On a chilly morning in 1998, my mom and I flew out of Nairobi to begin our new lives in Europe. My mom laughs when she remembers how excited and delightfully oblivious I was to the momentous journey we were to embark on. She describes the day (and the preceding night) as one of the most stressful in her life. But luck was on our side. I was a six-year-old asylum seeker who would end up resettling in London.
It feels poignant and fitting then that the first time I return to Africa in almost twenty years, I return to Nairobi—to the same airport I had flown out off so many years ago. The IWMF fellowship is an incredible opportunity to do some foreign reporting and change the narrative. But it also forced me to confront and come to terms with a number of questions around community, identity, and where exactly “home” is to me.

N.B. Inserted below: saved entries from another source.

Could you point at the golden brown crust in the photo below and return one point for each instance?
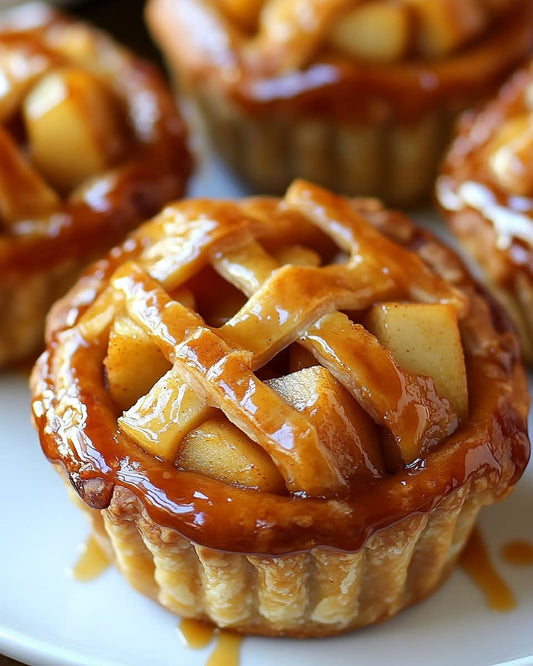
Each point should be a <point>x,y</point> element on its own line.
<point>318,593</point>
<point>279,111</point>
<point>261,311</point>
<point>486,193</point>
<point>43,226</point>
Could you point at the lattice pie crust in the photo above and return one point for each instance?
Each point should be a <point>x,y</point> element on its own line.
<point>235,395</point>
<point>90,145</point>
<point>356,96</point>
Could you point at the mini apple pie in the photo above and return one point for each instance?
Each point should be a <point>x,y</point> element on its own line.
<point>486,192</point>
<point>90,145</point>
<point>358,96</point>
<point>284,415</point>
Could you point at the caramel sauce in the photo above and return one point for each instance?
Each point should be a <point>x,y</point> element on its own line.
<point>92,562</point>
<point>322,89</point>
<point>476,563</point>
<point>518,552</point>
<point>197,635</point>
<point>227,650</point>
<point>97,455</point>
<point>153,171</point>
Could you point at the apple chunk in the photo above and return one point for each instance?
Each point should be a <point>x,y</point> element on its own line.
<point>73,126</point>
<point>424,338</point>
<point>23,193</point>
<point>218,449</point>
<point>446,25</point>
<point>343,427</point>
<point>374,31</point>
<point>133,362</point>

I don’t remember much of my life before I had moved to Europe, but that didn’t stop me from hungrily consuming my surroundings the moment I landed in Nairobi. I had hoped a certain smell, a specific taste, or even a road would spark something within me and make my identity clink into place. I went to Nairobi hoping I would find a piece of myself, but no such revelation ever really took place.

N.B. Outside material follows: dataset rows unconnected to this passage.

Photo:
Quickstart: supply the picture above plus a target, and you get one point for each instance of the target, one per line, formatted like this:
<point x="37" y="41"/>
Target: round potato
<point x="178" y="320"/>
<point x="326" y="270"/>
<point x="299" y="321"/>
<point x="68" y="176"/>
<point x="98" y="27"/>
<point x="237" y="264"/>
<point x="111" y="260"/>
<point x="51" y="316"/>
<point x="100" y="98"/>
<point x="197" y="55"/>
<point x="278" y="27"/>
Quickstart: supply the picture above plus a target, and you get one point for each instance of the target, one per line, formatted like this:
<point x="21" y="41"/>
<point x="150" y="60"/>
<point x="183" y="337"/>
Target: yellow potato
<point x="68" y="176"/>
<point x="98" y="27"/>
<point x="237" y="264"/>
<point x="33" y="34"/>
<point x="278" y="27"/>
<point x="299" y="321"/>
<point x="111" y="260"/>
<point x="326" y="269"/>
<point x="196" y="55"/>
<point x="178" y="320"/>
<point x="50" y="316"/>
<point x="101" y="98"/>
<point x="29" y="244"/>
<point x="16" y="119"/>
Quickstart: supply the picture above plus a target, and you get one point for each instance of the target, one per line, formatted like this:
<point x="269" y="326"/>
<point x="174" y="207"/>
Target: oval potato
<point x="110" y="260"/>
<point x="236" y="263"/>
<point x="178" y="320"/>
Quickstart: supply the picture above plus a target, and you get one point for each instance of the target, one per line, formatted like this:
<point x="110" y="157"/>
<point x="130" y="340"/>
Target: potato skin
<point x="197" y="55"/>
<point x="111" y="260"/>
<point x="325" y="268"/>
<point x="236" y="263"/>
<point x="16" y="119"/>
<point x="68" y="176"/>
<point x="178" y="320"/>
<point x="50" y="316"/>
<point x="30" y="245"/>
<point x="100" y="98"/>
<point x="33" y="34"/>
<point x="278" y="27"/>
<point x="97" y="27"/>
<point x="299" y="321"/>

Yes, the language, and place were all alien to me, but I didn’t feel alien or a foreigner while there. And that was really down to the people I met. Whenever I had told someone I had grown up in Kenya, a warm hug or smile was often the response (as well as a gentle reproach for ever leaving). I felt warm and welcomed.
Strangely enough, this feeling didn’t end when I arrived in Rwanda; where, within the first five minutes, someone insisted I had to be Rwandan. This continued throughout the trip, as people were keen to distinguish me from the Mzungus (foreigners). This seeped into my reporting, where I found people quickly warmed up to me. Though I should have felt like a Mzungu while in Rwanda, the people around me ensured I never really did.
My biggest takeaway from the trip is that home shouldn’t be defined by borders, nor should our understanding of who we are. I flew back to London feeling British, Arab, African, and finally content with those contradictions.